Senior staffers at CISA have backed the development of open source AI models, saying they can help strengthen cyber security as well as increasing competition and promoting innovation.
But unless developers disclose training data, users will be hamstrung in their ability to understand models and mitigate vulnerabilities, CISA technical advisor Jack Cable, and open source security section chief Aeva Black wrote.
They also called on open AI developers to heed the lessons of open source software to improve the security an safety of their models.
Cable and Black’s statement follows concerns in some circles that open source AI represents a massive potential threat, and AI development should be left in the hands of big tech.
But Cable and Black said that “At CISA, we see significant value in open foundation models to help strengthen cybersecurity, increase competition, and promote innovation.”
READ MORE: Linux Foundation tool reveals the truth about "open" AI models
Are open AI models secure?
The open source software world “faced similar debates during the 1990s, and we know that there are many lessons to be learned from the history of OSS,” CISA's blog advised.
But, it continued, when it came to dual-use cybersecurity tools, the general consensus is that "the benefits of open sourcing security tools for defenders outweigh the harms that might be leveraged by adversaries – who, in many cases, will get their hands on tools whether or not they are open sourced.”
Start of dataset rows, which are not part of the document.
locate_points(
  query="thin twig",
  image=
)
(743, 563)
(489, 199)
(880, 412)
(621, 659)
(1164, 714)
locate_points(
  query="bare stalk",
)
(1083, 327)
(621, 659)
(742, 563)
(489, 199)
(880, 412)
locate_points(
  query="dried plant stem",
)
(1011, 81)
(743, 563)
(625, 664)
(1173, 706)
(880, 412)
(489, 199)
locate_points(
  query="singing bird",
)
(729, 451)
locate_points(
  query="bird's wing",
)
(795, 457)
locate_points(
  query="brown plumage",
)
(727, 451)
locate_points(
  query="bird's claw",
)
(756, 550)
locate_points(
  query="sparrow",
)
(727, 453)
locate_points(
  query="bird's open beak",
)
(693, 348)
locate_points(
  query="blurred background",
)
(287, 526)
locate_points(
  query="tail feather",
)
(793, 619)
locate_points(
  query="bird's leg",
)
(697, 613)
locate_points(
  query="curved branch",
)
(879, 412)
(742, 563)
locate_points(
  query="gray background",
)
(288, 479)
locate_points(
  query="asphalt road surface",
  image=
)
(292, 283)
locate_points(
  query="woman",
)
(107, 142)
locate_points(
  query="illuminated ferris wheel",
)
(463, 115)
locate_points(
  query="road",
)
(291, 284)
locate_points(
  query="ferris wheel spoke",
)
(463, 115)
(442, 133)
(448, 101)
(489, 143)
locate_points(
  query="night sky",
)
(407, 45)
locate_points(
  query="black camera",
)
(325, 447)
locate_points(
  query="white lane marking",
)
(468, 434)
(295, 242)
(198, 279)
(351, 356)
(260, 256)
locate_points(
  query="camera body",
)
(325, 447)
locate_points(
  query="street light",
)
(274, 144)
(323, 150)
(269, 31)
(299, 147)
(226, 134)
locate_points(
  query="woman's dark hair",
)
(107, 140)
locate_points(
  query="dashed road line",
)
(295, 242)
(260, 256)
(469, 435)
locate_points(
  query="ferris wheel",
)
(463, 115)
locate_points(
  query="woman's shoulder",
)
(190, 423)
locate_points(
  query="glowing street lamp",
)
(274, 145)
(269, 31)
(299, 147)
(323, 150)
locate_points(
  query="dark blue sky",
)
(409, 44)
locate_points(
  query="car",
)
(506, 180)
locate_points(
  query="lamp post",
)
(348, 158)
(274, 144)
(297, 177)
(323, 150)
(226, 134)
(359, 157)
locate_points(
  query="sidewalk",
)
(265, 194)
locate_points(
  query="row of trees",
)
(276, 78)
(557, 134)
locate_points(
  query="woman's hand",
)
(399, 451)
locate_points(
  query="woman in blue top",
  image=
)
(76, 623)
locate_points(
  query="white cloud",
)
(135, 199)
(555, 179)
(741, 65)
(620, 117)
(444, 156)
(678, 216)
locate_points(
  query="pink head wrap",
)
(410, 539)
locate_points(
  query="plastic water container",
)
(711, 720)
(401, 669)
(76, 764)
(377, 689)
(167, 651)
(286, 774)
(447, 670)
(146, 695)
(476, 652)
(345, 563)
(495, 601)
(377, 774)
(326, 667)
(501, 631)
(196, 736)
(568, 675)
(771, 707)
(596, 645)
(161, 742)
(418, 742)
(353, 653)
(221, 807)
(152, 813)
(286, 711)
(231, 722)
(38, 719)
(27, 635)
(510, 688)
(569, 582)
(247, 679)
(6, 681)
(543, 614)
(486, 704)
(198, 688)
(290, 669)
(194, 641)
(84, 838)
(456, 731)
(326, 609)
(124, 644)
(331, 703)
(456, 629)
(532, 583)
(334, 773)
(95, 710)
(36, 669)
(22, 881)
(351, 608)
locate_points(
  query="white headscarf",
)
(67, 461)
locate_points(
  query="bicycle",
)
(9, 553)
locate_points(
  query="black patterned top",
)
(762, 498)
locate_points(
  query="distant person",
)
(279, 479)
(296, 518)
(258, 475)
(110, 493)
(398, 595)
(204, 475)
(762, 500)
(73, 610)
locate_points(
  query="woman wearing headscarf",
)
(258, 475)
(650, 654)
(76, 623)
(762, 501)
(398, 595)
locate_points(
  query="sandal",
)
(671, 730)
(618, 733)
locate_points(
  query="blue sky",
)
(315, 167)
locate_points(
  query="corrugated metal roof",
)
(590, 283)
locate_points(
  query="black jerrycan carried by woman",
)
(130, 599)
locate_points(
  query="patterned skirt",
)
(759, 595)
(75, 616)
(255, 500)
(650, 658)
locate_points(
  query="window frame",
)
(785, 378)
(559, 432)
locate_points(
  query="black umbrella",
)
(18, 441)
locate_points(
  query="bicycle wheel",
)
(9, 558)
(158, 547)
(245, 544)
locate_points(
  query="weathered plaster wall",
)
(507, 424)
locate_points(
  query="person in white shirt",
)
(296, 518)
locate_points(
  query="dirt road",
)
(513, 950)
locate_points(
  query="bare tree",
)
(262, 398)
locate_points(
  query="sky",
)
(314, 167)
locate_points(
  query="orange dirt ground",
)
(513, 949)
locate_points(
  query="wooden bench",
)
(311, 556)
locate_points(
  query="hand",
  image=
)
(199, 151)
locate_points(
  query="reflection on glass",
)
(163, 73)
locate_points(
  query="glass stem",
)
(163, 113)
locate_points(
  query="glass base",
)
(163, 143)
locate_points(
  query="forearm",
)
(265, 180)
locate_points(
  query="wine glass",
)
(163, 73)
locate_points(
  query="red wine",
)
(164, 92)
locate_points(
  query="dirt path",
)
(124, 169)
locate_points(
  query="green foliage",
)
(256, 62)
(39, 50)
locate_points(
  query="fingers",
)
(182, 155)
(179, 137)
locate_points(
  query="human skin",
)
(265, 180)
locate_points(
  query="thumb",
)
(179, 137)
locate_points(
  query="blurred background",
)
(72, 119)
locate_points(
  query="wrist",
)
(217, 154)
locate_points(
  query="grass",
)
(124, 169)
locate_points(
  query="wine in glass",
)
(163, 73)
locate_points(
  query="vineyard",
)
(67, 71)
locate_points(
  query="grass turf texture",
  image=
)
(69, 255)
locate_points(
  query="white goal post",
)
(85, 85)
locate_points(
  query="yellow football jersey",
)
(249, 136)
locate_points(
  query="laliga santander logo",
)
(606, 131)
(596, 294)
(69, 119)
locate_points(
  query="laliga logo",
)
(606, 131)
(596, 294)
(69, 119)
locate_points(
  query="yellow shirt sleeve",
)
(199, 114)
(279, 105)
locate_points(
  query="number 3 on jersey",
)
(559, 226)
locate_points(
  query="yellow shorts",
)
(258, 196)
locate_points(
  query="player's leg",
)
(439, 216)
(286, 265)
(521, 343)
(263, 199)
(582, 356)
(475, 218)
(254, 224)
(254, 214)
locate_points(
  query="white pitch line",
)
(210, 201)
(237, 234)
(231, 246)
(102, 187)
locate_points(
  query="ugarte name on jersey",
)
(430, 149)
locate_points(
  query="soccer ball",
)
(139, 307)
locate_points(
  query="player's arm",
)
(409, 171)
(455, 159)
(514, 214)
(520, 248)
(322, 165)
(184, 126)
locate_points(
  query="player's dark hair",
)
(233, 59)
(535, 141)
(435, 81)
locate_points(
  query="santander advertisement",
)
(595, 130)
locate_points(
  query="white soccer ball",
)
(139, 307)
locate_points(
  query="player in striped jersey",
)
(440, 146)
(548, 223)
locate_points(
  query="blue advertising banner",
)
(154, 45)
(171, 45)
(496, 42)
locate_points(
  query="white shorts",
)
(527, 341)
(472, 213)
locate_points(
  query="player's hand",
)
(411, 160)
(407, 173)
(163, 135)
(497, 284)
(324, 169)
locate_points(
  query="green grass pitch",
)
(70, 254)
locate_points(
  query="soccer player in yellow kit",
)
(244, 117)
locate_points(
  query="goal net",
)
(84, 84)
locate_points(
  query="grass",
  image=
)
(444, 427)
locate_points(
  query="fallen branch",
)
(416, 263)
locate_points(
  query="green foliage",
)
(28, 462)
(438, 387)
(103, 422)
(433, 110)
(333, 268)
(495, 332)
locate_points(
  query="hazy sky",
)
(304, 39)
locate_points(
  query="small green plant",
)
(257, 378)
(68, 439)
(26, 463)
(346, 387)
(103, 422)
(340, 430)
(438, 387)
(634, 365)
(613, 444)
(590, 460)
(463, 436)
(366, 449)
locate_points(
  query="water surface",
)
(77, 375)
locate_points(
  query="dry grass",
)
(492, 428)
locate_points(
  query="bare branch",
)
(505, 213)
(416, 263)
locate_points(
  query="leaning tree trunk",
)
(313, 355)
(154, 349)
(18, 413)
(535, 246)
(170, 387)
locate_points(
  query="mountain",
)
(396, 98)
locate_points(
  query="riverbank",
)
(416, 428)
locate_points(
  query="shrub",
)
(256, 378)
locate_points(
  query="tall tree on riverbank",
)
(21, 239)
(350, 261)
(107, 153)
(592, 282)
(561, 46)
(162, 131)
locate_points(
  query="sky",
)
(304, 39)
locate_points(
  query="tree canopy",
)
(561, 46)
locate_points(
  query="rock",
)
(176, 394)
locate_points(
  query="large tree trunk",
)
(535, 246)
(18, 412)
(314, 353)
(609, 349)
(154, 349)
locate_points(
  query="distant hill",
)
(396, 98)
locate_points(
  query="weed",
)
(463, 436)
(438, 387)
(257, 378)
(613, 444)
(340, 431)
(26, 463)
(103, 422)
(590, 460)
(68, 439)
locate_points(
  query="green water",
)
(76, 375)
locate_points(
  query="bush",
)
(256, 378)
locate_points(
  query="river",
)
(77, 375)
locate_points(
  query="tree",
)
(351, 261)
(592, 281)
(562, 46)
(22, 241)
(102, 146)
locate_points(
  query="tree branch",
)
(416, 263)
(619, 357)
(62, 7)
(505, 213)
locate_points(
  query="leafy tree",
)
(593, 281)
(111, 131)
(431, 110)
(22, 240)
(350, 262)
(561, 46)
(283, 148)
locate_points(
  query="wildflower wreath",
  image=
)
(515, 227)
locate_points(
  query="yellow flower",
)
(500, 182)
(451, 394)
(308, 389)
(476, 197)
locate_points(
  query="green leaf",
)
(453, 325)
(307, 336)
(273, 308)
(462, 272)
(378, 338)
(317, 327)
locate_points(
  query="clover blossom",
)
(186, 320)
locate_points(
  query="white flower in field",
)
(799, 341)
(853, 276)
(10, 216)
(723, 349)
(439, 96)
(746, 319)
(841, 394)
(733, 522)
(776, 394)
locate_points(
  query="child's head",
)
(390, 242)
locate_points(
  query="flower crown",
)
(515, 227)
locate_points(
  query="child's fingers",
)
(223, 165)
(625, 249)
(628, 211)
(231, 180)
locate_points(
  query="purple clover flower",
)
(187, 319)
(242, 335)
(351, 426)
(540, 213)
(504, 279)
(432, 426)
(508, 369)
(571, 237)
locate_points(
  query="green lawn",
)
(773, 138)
Building on this, they predicted, “While we cannot anticipate all the potential use cases of AI, lessons from cybersecurity history indicate that we can stand to benefit from dual-use open source tools.”
In practical terms, they said, “operators of package depositories, such as platforms that distribute AI source code, models, weights, or training data – should work towards the items in the Principles for Package Repository Security framework.”
Beyond that, Cable and Black identified two main classes of harms. The first centres on the intent of whoever deploys the model – for example using them to orchestrate cyberattacks. Countering this requires a “multipronged risk reduction approach” drawing on existing trust and safety work. But developers should also consider “domain specific risk mitigations, such as discouraging training models to, for example, produce “non consensual intimate imagery”.
The second class is unintentional harms, such as cybersecurity vulnerabilities, which they said, can be countered through a secure by design approach. This could also include training the model “in a publicly verifiable way, or on publicly available data, thereby allowing others to more fully study the model’s behaviour and gain confidence that it does not contain vulnerabilities or backdoors.”
The staffers added that when models are released “without disclosure of training data or pre-training, even though it may be modifiable by users in some ways, users of that model have only a limited ability to understand, verify, or mitigate any vulnerabilities in the model.”
That question of what really counts as open is being tackled by the LF AI and Data Foundation, which last month unveiled its isitopen.AI tool, which lays out a three tier hierarchy of open-ness.
The top level, Class – 1 open science, means all artifacts, including weights and training data, have been disclosed. So far, no models have reached the top tier.